Analogously to the other methods, it is assumed that people who die at some age, if saved, would have the same life expectancy of those who stay alive. That means that no heterogeneity concerns are incorporated into the model.

Similarly to Pollard’s method, the results are an approximation of the changes in life expectancy implicit on the life tables used.

Finally, the results are based on a stationary population (life table), and not on the actual age distribution of the population (that would probably have more young people than the life table, for example). Vaupel (1986) makes an exercise for 1979 US data and shows that 50% of the increase in life expectancy would be produced by an improvement in mortality after 65 years old, while using the actual age distribution and the observed number of deaths this number would be only 36%.

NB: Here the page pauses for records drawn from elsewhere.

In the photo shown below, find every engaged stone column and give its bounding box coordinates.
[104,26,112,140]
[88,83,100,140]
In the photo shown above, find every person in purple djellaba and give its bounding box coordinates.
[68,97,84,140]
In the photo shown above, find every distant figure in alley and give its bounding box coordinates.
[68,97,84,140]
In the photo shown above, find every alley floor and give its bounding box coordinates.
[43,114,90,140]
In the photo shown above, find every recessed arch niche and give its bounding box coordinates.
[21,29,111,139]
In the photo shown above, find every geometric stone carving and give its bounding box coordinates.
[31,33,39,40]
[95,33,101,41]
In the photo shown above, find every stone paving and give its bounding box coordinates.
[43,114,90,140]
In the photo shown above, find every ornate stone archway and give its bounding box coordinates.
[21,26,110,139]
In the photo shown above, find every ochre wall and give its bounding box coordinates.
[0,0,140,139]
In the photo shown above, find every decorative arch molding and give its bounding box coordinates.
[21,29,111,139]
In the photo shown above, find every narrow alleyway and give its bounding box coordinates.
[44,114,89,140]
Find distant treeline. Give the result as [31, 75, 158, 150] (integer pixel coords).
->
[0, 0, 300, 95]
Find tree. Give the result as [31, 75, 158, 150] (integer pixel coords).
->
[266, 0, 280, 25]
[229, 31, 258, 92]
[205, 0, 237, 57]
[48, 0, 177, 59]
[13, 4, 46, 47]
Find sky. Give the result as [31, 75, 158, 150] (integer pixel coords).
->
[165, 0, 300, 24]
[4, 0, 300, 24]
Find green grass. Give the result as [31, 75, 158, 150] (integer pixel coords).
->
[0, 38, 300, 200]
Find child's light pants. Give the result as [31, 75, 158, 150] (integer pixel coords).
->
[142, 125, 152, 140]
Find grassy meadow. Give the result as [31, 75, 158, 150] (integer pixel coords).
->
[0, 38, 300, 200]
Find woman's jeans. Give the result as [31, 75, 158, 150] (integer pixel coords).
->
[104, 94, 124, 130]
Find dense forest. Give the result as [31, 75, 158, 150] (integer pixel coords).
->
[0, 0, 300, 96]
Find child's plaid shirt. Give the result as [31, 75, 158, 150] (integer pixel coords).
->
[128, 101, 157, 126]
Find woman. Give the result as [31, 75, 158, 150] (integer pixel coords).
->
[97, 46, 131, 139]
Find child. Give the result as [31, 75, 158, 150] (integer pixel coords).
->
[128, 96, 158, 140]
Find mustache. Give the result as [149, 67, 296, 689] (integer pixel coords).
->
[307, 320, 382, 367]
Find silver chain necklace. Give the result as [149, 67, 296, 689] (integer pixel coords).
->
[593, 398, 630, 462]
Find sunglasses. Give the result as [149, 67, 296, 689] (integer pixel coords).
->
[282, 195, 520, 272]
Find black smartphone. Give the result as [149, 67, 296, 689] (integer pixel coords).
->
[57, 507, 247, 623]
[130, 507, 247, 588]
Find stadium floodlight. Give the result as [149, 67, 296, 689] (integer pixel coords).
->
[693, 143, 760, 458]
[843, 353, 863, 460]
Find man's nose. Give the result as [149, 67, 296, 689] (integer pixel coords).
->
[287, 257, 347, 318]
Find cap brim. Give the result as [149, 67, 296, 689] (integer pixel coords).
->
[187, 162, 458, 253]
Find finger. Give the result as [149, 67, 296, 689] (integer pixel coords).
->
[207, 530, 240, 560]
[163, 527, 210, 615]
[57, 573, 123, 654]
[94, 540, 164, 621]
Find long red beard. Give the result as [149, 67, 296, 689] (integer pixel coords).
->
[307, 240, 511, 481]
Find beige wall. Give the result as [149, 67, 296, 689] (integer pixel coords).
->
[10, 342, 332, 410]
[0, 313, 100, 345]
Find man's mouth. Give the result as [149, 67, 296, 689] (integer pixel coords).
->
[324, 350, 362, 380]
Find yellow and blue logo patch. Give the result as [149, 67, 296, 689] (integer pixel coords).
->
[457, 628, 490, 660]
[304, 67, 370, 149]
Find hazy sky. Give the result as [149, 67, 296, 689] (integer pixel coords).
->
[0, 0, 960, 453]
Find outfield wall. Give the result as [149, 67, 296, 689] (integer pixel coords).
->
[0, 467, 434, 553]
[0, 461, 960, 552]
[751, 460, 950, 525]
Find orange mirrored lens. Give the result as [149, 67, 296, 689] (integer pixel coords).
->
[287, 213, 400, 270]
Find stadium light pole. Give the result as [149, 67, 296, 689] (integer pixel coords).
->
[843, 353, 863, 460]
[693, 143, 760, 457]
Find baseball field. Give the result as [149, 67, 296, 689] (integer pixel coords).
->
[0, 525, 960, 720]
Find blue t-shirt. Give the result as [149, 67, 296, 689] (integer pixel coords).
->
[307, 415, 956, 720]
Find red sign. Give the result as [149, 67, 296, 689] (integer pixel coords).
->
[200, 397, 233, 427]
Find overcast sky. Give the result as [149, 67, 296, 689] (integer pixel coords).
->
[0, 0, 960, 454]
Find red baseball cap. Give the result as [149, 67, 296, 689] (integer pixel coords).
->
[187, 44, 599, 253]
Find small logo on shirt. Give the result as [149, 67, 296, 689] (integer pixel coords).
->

METHODOLOGICAL COMPARISON OF THE METHODS

To analyze and compare the methods described here, male and female Brazilian life tables for the years 1940, 1950, 1960, 1970, 1980 and 1990, for the whole country and for the Northeast and Southeast regions were used. These 36 life tables were constructed from Census and Civil Register data, using indirect methods of mortality estimation (Simões, 1997), and provide a very rich example, since they gather different patterns of mortality change, both in magnitude and in direction.

All the results are based on the life expectancy at birth. Arriaga (1984) suggests the use of temporary life expectancy from birth to the last age that has reliable information, when the quality of the data for older ages is questionable. However, as Table 1 shows, the results for the contribution of each group to the gains in life expectancy at birth and to the temporary life expectancy from birth to age 69 are very similar, especially for the Southeast region, which is the area with one of the best register coverages in the country.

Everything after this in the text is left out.